Not only does this delay smack of weak leadership on the part of David Cameron who does not appear to have the political strength to stand up to Boris Johnson and those Cabinet Ministers, like Rotherham-born Justine Greening, who are opposed to a third runway, but it undermines the PM’s promises to overhaul this country’s creaking infrastructure as part of the UK’s economic renewal.
Is it any wonder that Britain’s transport network, whether it be roads, rail or airport capacity, compares so unfavourably with the rest of the world when a succession of governments have put short-term political interests before the long-term economic needs of this country?

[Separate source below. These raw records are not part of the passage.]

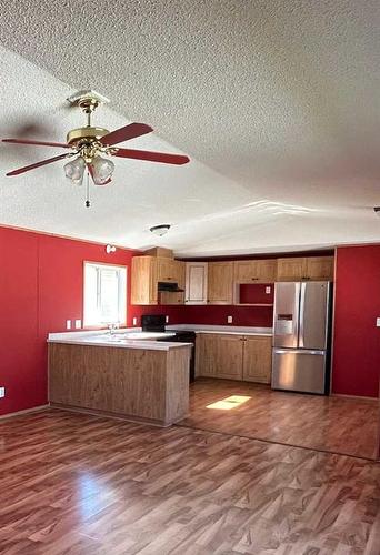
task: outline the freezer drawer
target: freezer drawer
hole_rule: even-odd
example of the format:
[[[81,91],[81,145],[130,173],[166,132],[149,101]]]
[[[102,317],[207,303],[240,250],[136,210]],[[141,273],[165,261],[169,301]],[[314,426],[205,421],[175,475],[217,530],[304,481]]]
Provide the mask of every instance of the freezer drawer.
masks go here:
[[[273,349],[272,390],[326,393],[326,351]]]

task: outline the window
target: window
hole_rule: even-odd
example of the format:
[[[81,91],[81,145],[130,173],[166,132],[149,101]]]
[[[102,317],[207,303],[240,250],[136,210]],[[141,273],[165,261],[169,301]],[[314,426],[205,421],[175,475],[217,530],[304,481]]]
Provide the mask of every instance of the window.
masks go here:
[[[127,323],[127,268],[84,262],[83,323]]]

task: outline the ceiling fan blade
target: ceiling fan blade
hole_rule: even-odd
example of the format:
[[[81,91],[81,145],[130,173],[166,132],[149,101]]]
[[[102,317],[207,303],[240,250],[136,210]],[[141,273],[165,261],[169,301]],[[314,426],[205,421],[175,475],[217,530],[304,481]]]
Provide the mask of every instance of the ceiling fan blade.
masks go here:
[[[147,160],[149,162],[161,162],[162,164],[182,165],[190,162],[189,157],[169,154],[166,152],[151,152],[149,150],[118,149],[118,151],[112,155],[120,158],[133,158],[136,160]]]
[[[34,170],[36,168],[40,168],[41,165],[51,164],[52,162],[58,162],[58,160],[63,160],[63,158],[73,157],[74,153],[70,154],[60,154],[59,157],[48,158],[47,160],[42,160],[41,162],[36,162],[34,164],[26,165],[24,168],[19,168],[18,170],[13,170],[7,173],[7,176],[19,175],[20,173],[29,172],[30,170]]]
[[[37,147],[60,147],[61,149],[71,149],[71,145],[66,142],[32,141],[29,139],[1,139],[1,141],[11,142],[13,144],[36,144]]]
[[[89,170],[89,174],[91,175],[91,179],[92,179],[94,185],[108,185],[108,183],[111,183],[111,181],[112,181],[111,178],[108,178],[108,180],[104,181],[103,183],[97,183],[96,180],[93,179],[93,165],[89,164],[89,163],[87,163],[86,165],[87,165],[87,169]]]
[[[107,135],[102,137],[100,142],[104,145],[111,147],[112,144],[129,141],[130,139],[151,133],[153,129],[146,123],[130,123],[124,128],[117,129],[116,131],[111,131]]]

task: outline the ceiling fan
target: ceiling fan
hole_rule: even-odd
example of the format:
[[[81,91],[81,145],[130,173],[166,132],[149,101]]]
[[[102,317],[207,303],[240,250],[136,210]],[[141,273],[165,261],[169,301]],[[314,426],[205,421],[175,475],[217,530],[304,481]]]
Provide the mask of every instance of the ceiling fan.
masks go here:
[[[67,134],[67,142],[34,141],[29,139],[2,139],[2,142],[37,147],[57,147],[70,149],[70,152],[64,152],[63,154],[19,168],[18,170],[8,172],[8,176],[20,175],[20,173],[34,170],[36,168],[51,164],[67,158],[73,158],[73,160],[64,165],[66,176],[70,179],[72,183],[81,185],[84,170],[87,169],[88,174],[96,185],[107,185],[111,182],[114,163],[109,158],[101,157],[101,154],[106,154],[106,157],[130,158],[176,165],[186,164],[190,161],[188,157],[181,154],[114,147],[120,142],[151,133],[153,130],[146,123],[130,123],[129,125],[111,132],[103,128],[92,127],[91,115],[93,111],[99,104],[109,102],[108,99],[94,91],[80,91],[68,100],[71,105],[79,107],[87,115],[87,125],[69,131]],[[87,205],[89,205],[89,203]]]

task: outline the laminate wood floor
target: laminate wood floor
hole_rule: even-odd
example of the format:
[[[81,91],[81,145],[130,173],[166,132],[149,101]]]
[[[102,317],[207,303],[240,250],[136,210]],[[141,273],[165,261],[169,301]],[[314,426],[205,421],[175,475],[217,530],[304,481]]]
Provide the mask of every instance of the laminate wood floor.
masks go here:
[[[251,398],[231,411],[207,408],[229,395]],[[379,416],[379,404],[372,401],[302,395],[247,382],[198,379],[190,387],[190,416],[180,424],[376,458]]]
[[[379,555],[380,464],[61,411],[0,423],[2,555]]]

The Davies Commission report could not have been clearer when it was published on July 1. It advocated a third runway, subject to various environmental safeguards, and Mr Cameron promised a final decision by the end of the year.
Yet, as Tory splits deepen, the key protagonists would be advised to remember that this is not just a decision for the capital. It has implications for the whole country, not least Yorkshire where business leaders had been hoping that the prospect of additional internal flights from this region to Heathrow would help to persuade foreign firms to relocate here. Who can blame them if potential investors choose, instead, to relocate to those countries which not only place a premium on the provision of world-class transport links but then have the foresight to build the necessary infrastructure?

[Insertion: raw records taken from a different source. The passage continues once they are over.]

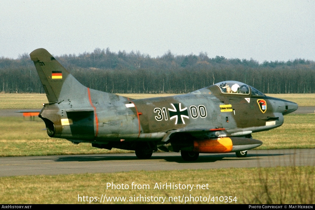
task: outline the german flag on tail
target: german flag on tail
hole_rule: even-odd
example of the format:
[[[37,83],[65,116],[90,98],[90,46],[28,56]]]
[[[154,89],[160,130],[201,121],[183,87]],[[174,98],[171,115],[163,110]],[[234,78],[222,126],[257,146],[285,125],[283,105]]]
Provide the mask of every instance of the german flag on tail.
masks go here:
[[[62,72],[61,71],[53,71],[51,73],[51,78],[62,79]]]

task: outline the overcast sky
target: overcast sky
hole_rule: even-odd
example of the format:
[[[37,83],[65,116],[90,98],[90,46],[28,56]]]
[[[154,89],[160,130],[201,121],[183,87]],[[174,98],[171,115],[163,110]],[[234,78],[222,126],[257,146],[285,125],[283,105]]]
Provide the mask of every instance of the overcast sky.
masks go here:
[[[139,51],[152,57],[315,61],[315,1],[0,1],[0,57]]]

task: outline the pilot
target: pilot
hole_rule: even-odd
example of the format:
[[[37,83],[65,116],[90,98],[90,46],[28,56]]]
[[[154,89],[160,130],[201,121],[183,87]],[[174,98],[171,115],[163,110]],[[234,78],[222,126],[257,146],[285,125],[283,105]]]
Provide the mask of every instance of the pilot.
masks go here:
[[[232,90],[232,93],[238,93],[239,88],[239,85],[237,84],[234,84],[231,87],[231,89]]]
[[[227,83],[222,83],[220,85],[220,87],[222,89],[222,92],[223,93],[230,93],[232,92],[231,88],[230,87]]]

Mr Cameron can’t keep running scared on this issue. He will have to make a decision and it will be preferable that he does so sooner rather than later.
In the firing line: Priceless value of public scrutiny
LEAVING aside whether it was right for fire chiefs in South Yorkshire to be given overtime payments during periods of industrial action when their basic duty, as well-remunerated public officials, is to ensure that the county receives adequate cover at all times, it is unacceptable that this issue became shrouded in so much secrecy.
Though some will say that this is a poor reflection of the calibre of local councillors entrusted with scrutinising such services and decision-making, and which leaves much to be desired in so many instances, the mishandling of these payments suggests that those concerned were acutely aware that they would not find favour in the court of public opinion.
If so, why were they not properly scrutinised at the time? After all, this is public money and this issue needs to be seen in the context of all those fire and rescue services, South Yorkshire included, who are having to make difficult decisions on the future of local fire stations and so on.
Given the lack of transparency in this process, it is now paramount that procedures are tightened up so the benevolence of taxpayers can never again be taken for granted.
Yet this episode offers another reminder about the importance of upholding the Freedom of Information Act so the media, and others, can scrutinise the actions of public bodies. If this safeguard is watered down, as campaigners fear, it will make it harder for journalists and public interest campaigners to investigate such matters on behalf of the most important people of all – the taxpayer.
Churchill’s spirit: Enduring duty to RAF heroes
IT is touching that the spirit of Winston Churchill’s tribute to the Royal Air Force at the height of the Battle of Britain 75 years ago – “Never was so much owed by so many to so few” – continues to this day as the RAF Association looks to provide additional support to the last survivors of these heroic days.
Saddened by the plight of those Yorkshire veterans like George Thompson and Derrick Allaway, who encountered loneliness and isolation in their old age before passing away, it is thanks to increased awareness about this social issue that a new befriending service is being launched.
These RAF crews were the bravest of the brave. With odds stacked against them, they saved Britain from Nazi tyranny. They gave so much that the very least they deserve is some human kindness, whether a friendly chat or a cup of tea, in their latter years. It’s not too much to ask, is it?